Five relevant reports were identified. These comprised one systematic review, two randomized controlled trials (RCT), and two economic evaluations.
One systematic review found that compared to patients treated with other treatments (i.e., methadone, or any other treatment program) those treated with injectable diacetylmorphine (DAM) (with or without the addition of methadone) had statistically significantly greater retention in treatment, reduction in illicit drug use, reduction in criminal activities, and fewer convictions and imprisonments, but no statistically significant difference in mortality and greater occurrence of adverse events.
One RCT showed that injectable hydromorphone (HDM) was not inferior to injectable DAM with respect to days of street opioid use, and proportions of urinalysis positives for street heroin metabolites in urine samples. There were no statistically significant between-group differences with respect to retention to treatment, criminal activity, and physical health and psychological health, however there was statistically significantly higher risk of adverse events related to the intervention in the DAM group compared to the HDM group.

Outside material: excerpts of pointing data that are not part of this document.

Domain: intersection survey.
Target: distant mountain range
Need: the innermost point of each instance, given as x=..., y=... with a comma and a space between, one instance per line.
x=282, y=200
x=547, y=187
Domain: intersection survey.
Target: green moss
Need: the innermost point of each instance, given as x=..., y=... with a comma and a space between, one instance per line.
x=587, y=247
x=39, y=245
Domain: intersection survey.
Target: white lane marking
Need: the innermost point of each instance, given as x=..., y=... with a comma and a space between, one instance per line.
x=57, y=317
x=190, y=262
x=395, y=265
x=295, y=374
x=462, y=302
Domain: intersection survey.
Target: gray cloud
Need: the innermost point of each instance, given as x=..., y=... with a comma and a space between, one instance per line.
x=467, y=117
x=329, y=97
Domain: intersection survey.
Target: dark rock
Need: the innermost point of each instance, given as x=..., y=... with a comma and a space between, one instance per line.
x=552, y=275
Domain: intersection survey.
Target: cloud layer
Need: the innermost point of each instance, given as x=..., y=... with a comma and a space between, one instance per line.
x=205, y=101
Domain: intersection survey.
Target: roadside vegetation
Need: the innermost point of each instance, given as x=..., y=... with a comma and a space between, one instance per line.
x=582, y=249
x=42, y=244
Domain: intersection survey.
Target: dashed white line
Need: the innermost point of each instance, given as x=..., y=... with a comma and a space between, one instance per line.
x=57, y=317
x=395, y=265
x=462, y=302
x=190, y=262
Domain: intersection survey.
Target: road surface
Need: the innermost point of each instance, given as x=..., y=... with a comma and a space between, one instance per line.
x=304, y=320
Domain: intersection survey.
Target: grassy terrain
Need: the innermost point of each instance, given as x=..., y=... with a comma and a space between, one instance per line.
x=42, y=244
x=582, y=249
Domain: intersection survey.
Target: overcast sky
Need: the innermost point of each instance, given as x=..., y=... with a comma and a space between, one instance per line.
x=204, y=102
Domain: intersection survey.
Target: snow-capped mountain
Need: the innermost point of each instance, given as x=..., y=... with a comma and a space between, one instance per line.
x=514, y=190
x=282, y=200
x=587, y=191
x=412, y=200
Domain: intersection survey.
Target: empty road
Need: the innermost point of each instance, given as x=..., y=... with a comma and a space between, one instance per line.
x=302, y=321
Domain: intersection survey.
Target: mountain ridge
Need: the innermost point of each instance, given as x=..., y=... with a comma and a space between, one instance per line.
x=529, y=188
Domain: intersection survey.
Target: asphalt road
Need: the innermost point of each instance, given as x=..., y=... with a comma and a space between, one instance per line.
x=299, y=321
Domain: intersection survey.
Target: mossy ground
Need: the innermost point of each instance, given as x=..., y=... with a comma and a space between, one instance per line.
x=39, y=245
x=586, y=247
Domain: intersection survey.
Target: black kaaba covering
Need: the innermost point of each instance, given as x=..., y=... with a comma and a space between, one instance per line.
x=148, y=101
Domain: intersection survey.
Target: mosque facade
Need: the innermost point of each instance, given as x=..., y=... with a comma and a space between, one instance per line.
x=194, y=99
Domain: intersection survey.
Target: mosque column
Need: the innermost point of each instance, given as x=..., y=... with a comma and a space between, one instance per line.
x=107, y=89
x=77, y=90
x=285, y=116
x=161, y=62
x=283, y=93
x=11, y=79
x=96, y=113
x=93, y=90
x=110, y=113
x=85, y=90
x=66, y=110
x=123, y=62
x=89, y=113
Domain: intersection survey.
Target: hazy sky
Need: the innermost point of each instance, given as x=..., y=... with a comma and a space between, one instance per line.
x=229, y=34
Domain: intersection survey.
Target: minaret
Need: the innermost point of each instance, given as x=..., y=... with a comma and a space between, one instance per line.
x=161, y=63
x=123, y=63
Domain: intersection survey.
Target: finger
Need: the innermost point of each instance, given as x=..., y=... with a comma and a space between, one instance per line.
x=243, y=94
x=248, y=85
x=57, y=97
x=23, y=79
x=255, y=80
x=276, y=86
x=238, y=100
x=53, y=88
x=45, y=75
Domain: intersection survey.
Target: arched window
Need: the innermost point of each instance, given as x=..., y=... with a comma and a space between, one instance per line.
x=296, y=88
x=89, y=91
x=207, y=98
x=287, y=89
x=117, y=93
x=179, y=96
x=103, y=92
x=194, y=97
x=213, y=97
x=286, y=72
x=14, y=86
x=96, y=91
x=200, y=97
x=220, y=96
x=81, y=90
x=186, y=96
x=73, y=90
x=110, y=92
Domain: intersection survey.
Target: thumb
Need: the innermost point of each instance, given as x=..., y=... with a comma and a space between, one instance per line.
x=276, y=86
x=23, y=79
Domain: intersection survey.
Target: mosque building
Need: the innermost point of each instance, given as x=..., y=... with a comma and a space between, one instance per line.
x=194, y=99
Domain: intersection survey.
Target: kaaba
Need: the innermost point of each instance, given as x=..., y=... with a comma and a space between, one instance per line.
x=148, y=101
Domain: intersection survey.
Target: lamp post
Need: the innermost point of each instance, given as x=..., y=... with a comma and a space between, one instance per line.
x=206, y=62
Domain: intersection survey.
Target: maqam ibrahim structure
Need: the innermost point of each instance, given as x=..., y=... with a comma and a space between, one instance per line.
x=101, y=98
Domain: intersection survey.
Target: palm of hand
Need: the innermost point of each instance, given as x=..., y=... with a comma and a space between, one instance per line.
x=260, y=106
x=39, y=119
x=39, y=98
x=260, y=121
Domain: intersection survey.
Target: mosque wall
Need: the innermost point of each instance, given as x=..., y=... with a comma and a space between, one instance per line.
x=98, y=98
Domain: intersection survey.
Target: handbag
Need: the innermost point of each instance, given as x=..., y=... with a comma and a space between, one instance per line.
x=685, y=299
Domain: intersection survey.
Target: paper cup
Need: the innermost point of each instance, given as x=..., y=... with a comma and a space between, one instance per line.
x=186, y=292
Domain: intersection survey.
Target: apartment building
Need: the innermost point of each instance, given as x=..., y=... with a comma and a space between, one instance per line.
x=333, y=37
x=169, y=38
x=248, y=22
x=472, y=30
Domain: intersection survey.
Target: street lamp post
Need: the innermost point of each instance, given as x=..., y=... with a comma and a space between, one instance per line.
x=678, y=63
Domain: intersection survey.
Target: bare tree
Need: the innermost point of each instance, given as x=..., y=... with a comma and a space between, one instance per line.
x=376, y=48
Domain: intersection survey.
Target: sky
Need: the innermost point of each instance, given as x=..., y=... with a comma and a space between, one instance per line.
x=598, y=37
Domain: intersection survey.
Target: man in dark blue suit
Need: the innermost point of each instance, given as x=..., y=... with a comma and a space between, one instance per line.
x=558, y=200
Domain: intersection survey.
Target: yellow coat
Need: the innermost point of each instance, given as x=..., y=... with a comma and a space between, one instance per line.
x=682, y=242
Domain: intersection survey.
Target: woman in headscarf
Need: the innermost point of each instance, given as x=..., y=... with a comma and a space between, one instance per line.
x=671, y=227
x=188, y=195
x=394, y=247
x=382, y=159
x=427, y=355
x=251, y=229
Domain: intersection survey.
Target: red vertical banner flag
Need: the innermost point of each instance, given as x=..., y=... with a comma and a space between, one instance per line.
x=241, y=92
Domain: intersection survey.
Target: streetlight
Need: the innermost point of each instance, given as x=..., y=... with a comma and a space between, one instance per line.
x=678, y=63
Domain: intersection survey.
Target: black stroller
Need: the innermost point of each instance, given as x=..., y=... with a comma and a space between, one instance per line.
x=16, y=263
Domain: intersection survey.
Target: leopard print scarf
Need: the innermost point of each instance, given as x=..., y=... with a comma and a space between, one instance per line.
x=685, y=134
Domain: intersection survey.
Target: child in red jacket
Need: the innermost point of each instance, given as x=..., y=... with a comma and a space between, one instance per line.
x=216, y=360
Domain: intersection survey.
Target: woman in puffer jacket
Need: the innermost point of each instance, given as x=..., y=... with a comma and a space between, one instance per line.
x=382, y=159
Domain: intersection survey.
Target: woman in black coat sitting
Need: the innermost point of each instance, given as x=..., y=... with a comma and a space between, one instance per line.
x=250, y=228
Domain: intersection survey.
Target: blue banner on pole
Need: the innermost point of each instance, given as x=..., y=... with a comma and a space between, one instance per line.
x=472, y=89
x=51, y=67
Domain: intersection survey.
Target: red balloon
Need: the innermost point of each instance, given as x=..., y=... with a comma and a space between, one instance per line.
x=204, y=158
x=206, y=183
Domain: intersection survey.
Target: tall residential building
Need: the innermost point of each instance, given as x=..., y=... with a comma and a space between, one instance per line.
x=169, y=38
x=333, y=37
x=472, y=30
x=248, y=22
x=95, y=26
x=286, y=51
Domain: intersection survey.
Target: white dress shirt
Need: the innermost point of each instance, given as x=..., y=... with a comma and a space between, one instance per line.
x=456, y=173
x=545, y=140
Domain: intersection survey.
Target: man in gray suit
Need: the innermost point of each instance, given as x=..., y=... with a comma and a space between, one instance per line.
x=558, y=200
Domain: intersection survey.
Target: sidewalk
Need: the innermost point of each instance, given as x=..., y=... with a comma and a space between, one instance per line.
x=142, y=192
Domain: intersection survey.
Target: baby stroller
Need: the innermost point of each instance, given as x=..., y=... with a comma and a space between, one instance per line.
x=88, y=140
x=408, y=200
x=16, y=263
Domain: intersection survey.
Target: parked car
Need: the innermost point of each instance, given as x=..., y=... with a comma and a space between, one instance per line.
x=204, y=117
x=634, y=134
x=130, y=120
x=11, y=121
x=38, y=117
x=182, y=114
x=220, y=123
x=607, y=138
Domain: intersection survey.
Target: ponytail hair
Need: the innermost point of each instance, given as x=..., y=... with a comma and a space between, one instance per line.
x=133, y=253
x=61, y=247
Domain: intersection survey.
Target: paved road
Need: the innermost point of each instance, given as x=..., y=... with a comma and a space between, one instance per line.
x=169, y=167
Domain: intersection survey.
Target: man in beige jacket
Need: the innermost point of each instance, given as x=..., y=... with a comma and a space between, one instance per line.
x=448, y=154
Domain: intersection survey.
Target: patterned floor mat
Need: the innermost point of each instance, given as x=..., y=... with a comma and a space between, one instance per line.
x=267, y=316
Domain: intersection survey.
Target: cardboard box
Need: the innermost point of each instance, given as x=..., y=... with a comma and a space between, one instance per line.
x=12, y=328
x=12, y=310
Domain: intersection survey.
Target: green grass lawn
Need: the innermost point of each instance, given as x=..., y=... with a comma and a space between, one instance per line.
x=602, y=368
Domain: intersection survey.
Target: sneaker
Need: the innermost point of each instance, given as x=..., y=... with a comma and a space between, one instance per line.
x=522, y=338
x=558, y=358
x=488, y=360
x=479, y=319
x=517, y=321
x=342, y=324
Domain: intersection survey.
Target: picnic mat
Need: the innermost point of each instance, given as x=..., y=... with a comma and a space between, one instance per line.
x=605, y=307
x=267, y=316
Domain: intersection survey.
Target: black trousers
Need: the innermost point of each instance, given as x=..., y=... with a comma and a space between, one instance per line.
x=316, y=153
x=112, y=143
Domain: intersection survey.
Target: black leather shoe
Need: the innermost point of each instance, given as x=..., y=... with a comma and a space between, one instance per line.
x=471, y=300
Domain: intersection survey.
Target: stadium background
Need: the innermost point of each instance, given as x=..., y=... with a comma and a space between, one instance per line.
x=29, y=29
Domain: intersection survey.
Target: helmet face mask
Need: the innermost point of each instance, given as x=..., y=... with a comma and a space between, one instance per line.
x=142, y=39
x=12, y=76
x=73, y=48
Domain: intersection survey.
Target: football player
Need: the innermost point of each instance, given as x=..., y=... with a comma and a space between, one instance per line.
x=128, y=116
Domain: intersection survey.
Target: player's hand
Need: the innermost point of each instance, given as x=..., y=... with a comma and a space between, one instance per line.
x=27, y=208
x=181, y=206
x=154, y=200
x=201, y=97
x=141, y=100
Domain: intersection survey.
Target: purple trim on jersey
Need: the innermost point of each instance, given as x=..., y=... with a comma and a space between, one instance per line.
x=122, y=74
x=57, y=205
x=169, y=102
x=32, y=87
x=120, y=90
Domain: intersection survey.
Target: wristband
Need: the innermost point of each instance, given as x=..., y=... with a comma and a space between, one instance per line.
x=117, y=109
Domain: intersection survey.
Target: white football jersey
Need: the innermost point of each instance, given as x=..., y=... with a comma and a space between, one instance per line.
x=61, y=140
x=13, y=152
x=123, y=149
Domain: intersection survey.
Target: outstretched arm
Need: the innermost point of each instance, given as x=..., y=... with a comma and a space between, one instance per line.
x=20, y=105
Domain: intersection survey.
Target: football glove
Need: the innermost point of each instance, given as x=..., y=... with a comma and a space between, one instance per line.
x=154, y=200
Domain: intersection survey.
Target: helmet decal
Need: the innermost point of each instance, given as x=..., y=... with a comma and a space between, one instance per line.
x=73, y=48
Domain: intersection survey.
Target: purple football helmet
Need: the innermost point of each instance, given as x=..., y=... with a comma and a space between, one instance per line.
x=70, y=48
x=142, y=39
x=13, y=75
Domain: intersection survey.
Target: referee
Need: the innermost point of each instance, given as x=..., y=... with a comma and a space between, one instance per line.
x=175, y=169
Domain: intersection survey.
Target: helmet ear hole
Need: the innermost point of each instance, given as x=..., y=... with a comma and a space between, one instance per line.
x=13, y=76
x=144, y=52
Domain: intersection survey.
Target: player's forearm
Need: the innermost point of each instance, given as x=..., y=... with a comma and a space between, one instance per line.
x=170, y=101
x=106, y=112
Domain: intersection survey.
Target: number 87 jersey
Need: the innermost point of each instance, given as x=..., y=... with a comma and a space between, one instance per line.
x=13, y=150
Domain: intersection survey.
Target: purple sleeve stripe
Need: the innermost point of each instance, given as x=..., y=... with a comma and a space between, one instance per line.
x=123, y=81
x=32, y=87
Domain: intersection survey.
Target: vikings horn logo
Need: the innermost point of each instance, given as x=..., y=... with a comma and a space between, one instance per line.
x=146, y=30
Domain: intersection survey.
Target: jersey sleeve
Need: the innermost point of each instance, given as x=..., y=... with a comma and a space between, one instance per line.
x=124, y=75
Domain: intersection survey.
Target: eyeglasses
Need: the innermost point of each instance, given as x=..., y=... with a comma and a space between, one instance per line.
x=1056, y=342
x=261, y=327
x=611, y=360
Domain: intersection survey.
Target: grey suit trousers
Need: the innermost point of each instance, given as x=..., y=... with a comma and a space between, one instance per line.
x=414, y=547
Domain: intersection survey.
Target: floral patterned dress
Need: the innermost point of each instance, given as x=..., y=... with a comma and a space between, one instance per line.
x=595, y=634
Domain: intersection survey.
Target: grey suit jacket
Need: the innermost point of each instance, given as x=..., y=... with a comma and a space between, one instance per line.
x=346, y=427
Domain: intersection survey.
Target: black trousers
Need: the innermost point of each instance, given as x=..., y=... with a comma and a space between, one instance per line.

One crossover RCT with 28 patients showed that there was statistically significant improvement after injectable DAM treatment compared to before treatment with respect to anxiety, anger, emotional excitement and well-being, and statistically significantly less heroin craving with injectable DAM compared to injectable placebo.
The results of the economic evaluations, considering a lifetime time horizon and societal perspective, indicated that DAM and HDM treatments each provided more benefits than methadone treatment, and at lower cost for individuals who had previously used other treatment options. Based on incremental cost-effectiveness ratios, it was found that both DAM and HDM dominated methadone. One evaluation reported that the probability of DAM being cost-effective was 76% at a willingness-to-pay (WTP) threshold of $0 per QALY gained, and 95% at a WTP threshold of $100,000 per QALY gained. The second evaluation did not report the WTP threshold.
Findings need to be interpreted with caution, considering the overall limited quantity of evidence, and that the economic evaluations were based on several assumptions.